Two reviewers independently screened the studies, extracted data and assess risk of bias using the Cochrane tool. Dichotomous outcomes were reported as relative risk (RR) with 95% confidence intervals (CI) or as standardized mean difference (SMD) and 95%CI for continuous outcomes. Random effects meta-analyses were conducted.
- 8 RCTs were included but 1 pair of studies was assessed as a single study because it was a continuation.
- Only 1 study was considered to be at low risk of bias, 2 at high risk and 4 at unclear risk.
- Sample collection in all studies used sterile paper points dry or soaked in transporting media.
- 4 studies used culture methods, 3 molecular methods and 1 used both.
- Meta-analysis (6 studies) indicated no difference between NaOCl and CHX in incidence of positive samples, RR= 5 1.003 (95%CI; 0.729 to 1.380).
- Meta-analysis (4 studies) found no difference in bacterial numbers between NaOCl and CHX, SMD = 0.311 (95% CI; -0.368 to 0.991).
The authors concluded: –
Our findings suggest that both CHX and NaOCl can reduce bacterial infections after irrigation without any significant difference in antimicrobial efficacy between them. Although CHX and NaOCl showed similar efficacy, their molecular mechanisms were different. Therefore, they can be used as the main antibacterial root canal irrigants.

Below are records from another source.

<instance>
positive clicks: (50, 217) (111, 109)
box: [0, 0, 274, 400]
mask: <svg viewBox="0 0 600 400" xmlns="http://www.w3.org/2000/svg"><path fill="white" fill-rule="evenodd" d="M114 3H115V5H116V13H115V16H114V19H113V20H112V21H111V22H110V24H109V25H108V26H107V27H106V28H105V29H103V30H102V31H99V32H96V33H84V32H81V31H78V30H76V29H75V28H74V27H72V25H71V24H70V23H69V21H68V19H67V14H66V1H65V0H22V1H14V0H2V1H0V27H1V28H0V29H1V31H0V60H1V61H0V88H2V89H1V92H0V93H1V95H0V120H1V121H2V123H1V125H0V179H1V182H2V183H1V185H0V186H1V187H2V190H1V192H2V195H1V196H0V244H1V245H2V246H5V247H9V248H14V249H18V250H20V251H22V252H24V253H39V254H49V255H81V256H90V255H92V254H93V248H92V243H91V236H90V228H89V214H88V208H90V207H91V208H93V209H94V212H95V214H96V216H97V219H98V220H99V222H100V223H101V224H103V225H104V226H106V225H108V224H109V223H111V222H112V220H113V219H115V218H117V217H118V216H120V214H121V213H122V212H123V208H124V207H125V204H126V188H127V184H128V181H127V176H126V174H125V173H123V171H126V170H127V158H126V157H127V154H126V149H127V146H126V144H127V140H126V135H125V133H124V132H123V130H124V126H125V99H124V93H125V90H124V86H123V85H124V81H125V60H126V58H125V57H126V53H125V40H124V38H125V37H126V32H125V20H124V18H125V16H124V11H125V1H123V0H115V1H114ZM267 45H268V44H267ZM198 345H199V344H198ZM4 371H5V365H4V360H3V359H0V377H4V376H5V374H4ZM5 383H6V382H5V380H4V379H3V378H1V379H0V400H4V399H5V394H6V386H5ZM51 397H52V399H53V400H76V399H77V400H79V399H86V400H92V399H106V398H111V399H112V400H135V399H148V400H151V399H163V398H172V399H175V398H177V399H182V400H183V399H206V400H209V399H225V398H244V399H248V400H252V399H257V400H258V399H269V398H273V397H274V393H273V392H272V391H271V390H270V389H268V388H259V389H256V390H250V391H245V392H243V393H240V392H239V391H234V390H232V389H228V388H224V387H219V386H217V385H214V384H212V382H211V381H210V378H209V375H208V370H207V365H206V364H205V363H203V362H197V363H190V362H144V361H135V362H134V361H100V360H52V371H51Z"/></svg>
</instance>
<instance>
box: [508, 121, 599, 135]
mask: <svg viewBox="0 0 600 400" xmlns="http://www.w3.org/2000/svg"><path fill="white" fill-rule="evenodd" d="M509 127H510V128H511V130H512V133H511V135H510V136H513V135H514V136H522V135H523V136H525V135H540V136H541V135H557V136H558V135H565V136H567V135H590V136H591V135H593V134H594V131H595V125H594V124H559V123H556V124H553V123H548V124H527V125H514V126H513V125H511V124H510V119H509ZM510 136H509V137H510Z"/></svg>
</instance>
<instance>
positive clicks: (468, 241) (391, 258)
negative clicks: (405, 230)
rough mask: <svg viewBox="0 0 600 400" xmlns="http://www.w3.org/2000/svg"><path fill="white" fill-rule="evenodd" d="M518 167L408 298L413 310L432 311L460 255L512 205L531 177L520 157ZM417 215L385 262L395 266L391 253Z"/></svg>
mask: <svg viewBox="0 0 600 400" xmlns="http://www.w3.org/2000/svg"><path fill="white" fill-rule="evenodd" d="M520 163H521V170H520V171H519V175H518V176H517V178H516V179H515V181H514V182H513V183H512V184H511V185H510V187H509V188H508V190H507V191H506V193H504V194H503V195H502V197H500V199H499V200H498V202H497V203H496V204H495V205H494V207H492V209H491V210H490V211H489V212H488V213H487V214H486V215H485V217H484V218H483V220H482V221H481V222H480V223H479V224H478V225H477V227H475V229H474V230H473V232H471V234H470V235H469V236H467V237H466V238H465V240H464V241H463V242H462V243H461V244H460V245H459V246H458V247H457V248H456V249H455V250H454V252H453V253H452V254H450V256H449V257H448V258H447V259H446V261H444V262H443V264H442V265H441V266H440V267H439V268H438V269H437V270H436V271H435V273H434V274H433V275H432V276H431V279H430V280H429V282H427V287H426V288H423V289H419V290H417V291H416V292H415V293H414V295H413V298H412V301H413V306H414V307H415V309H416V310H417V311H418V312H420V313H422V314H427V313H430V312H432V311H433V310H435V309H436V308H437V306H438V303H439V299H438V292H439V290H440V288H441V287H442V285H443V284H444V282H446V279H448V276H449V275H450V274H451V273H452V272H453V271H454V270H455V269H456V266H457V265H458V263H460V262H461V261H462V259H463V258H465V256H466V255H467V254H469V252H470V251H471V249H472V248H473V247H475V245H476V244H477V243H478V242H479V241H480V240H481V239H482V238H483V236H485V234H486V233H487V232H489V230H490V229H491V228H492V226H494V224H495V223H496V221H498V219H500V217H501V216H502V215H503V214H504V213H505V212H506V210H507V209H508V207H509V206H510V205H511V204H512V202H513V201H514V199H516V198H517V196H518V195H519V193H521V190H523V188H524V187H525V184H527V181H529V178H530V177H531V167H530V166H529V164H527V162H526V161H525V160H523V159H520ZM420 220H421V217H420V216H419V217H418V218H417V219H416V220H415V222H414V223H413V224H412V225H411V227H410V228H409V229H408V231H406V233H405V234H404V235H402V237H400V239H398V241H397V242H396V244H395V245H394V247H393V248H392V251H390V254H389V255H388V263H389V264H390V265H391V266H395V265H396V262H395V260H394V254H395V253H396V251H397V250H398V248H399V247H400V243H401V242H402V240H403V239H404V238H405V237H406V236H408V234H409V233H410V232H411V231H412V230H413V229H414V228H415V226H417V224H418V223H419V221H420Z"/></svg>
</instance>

However, our results were limited by inconsistencies among retrieved articles and a lack of clinically relevant outcomes. Further well-designed clinical studies are warranted to supplement our results.
The authors have searched a good range of databases although restricting the included studies to those published in English may have excluded some studies. A Cochrane review by Fedorowicz et al regarding root canal irrigants was published in 2012 and we subsequently blogged about another review of this topic in 2016 (Dental Elf 10th Feb– 2016).
This new review aimed to compare microbial activity of NaOCL and CHX and includes 7 studies compared to the 5 included in the 2016 review although only 3 studies are common to both reviews with only 3 of the included studies being published since 2016. The number of teeth included in each study in relatively small ranging from 30 to 60 with only one study including multi-rooted teeth. In addition, only two studies undertook a sample size calculation. The 2012 Cochrane review highlighted the lack of patient relevant outcomes and now of the studies included in this review address patient relevant outcomes either. So, while the review suggests that there is no difference between these two irrigants it is unclear as to whether there are any implications for clinically relevant outcomes.
Ruksakiet K, Hanák L, Farkas N, et al. Antimicrobial Efficacy of Chlorhexidine and Sodium Hypochlorite in Root Canal Disinfection: A Systematic Review and Meta-analysis of Randomized Controlled Trials. J Endod. 2020;46(8):1032-1041.e7. doi:10.1016/j.joen.2020.05.002
Fedorowicz Z, Nasser M, Sequeira‐Byron P, de Souza RF, Carter B, Heft M. Irrigants for non‐surgical root canal treatment in mature permanent teeth. Cochrane Database of Systematic Reviews 2012, Issue 9. Art. No.: CD008948. DOI: 10.1002/14651858.CD008948.pub2.